Nuisances sonores : les populations appellent à l’application des sanctions
À Libreville, un véritable problème préoccupe fortement les populations : les nuisances sonores. Source de stress et particulièrement dérangeantes au quotidien, elles suscitent de plus en plus de plaintes. Face à cette situation, plusieurs citoyens, interrogés dans un micro-trottoir diffusé par Gabon Media Time ce 10 mars 2026, appellent les autorités à appliquer des sanctions à l’endroit des contrevenants.
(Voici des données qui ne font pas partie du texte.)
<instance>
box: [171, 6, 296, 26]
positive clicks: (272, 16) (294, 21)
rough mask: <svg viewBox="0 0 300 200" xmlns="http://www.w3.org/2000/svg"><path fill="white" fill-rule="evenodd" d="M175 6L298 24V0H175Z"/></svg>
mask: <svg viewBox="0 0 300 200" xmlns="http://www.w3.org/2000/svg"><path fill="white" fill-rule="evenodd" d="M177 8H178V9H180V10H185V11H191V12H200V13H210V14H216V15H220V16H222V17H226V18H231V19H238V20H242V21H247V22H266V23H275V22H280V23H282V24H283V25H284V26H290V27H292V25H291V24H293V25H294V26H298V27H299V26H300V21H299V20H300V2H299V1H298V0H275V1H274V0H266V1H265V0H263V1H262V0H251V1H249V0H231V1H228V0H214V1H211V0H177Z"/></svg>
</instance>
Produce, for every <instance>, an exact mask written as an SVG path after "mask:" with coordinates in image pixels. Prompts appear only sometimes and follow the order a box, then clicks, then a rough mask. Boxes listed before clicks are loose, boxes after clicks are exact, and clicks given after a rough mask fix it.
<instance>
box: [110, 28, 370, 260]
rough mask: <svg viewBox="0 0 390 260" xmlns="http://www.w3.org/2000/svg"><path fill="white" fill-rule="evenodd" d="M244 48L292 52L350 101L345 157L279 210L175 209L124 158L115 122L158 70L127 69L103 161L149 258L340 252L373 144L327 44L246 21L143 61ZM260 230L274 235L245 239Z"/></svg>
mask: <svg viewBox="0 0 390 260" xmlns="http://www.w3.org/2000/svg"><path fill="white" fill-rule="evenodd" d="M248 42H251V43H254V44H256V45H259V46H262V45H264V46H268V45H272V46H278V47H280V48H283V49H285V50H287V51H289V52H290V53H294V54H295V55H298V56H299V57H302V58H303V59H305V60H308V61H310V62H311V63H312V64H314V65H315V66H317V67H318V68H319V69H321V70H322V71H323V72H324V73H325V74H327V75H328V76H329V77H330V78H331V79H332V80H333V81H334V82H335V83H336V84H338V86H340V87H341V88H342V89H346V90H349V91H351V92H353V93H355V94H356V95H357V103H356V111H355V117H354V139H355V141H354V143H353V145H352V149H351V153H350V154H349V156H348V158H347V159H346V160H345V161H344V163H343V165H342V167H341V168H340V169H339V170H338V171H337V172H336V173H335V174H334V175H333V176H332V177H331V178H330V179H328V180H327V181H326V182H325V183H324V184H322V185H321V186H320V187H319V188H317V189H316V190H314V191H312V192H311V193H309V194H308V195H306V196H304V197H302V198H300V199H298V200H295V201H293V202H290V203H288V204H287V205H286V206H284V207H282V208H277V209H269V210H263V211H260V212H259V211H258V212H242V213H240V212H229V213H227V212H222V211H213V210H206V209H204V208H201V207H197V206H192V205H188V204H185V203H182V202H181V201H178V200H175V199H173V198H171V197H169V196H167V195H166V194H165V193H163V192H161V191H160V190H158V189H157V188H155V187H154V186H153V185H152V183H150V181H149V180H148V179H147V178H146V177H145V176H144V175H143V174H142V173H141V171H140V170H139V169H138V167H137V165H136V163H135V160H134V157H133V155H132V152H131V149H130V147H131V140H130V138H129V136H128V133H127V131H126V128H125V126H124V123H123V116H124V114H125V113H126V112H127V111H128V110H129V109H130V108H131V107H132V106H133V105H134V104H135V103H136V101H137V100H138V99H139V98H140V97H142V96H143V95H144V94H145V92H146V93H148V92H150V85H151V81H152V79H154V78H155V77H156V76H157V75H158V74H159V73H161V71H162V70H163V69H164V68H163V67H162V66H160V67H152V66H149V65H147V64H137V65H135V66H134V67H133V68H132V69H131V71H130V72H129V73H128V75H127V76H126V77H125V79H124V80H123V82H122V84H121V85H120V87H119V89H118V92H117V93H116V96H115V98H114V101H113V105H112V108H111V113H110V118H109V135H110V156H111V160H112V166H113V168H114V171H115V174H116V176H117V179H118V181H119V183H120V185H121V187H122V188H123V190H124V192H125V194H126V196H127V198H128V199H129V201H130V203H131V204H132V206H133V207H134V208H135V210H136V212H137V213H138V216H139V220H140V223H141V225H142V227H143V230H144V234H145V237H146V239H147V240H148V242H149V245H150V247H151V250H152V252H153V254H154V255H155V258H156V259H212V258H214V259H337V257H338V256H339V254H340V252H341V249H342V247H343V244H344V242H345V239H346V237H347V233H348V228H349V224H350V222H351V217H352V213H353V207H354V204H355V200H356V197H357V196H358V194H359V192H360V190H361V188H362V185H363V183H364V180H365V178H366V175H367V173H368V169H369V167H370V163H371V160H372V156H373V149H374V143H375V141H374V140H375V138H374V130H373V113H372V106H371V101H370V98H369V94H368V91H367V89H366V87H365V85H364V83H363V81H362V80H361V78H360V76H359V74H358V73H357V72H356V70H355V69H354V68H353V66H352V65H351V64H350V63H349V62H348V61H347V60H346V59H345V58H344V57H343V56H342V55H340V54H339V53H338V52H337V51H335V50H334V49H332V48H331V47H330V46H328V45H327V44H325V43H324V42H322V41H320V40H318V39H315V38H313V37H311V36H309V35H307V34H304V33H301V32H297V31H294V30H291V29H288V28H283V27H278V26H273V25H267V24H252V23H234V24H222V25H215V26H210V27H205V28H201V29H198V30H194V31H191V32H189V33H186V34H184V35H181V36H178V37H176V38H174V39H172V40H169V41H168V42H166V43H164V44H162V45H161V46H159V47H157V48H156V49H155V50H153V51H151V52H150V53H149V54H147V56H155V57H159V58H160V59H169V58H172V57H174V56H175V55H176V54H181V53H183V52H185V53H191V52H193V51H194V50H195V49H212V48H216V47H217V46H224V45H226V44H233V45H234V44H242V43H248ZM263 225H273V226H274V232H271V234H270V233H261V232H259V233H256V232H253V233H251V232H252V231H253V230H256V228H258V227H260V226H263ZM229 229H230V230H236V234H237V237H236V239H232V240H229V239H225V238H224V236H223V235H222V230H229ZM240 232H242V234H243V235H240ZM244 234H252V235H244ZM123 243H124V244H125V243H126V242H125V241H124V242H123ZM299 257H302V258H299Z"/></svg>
La capitale gabonaise vibre au rythme du bruit. À chaque coin de rue, les nuisances sonores se multiplient. Entre la musique jouée à plein volume, les klaxons intempestifs et les bruits provenant de certains quartiers populaires, la situation devient difficilement supportable pour de nombreux habitants. Les débits de boissons qui prolifèrent, les églises de réveil, les cellules de prière et certains temples contribuent également à ce vacarme permanent. « À côté de chez moi, ça crie. En haut il y a une église et juste en face un bar qui met la musique très fort. Cela nous dérange beaucoup », a déploré un citoyen.
La nécessité de lutter contre les nuisances sonores
Face à ces bruits jugés excessifs, les populations appellent les autorités à agir rapidement afin de ramener le calme dans la cité. «Ici en ville, il n’y a plus un minimum de respect. L’État doit sanctionner. Il faut qu’une décision soit prise pour nous permettre de respirer un peu, car c’est le souhait de tout le monde», a confié un retraité. Vivre dans un environnement constamment bruyant peut avoir des conséquences sur la santé. Selon des professionnels de santé, une exposition prolongée au bruit peut favoriser le stress et l’anxiété, un trouble psychique qui touche près de 21 % de la population mondiale âgée de 18 à 65 ans.
Pour de nombreux habitants, il devient donc urgent que l’État régule ce phénomène des nuisances sonores, qui empêche certains citoyens de profiter d’un sommeil paisible. « Ceux qui vivent près des bars, des églises ou des temples ne dorment presque pas à cause de leurs instruments de musique. Nous passons de mauvais moments. Il y a même des malades qui n’arrivent plus à dormir à cause de ces bruits », a fustigé un autre riverain. Excédées, les populations espèrent désormais que les nouvelles autorités se saisiront de ce dossier afin de garantir un cadre de vie plus serein pour tous.